校門で待っている彼を見たノゾミの友達は、みーんな彼女をうらやんだ。
実際、すごいお兄ちゃんだと自分でも思ってはいる。
だけど、トワが友達に取り囲まれているのを見ると、言葉が口からこぼれてしまう。
「どうして……どうして……」
彼のたったひとつの『欠点』を目の当たりにするたび、ノゾミの心は沈む。
「おいおい、ご飯つぶ付いてるよ」
「なんか元気ない気がする。
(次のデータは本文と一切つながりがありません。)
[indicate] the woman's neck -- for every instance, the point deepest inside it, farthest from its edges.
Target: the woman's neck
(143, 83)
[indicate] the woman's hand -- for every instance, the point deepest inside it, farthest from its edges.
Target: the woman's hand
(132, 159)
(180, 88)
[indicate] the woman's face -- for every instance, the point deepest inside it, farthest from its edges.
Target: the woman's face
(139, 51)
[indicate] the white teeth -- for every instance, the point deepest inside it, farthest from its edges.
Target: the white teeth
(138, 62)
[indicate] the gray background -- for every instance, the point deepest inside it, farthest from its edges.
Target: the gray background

悩み事があるなら話してね?」
「僕は、ノゾミのお兄ちゃんなんだからさ」
彼の指が口元に伸びてくると、思わずどきっとしてしまった。
そんな自分が自分でないようで、ノゾミは不安になってしまう。
不安になれば彼が心配しちゃって、もっと優しくなってしまうから。
ノゾミは夕食もそこそこに自分の部屋に駆けこむと、枕に顔をうずめて叫ぶ。
「どーしてお兄ちゃんは、お姉ちゃんじゃないのぉー!!!!!!」
彼女の望む姉がやって来る日は、まだまだ先になりそうだ。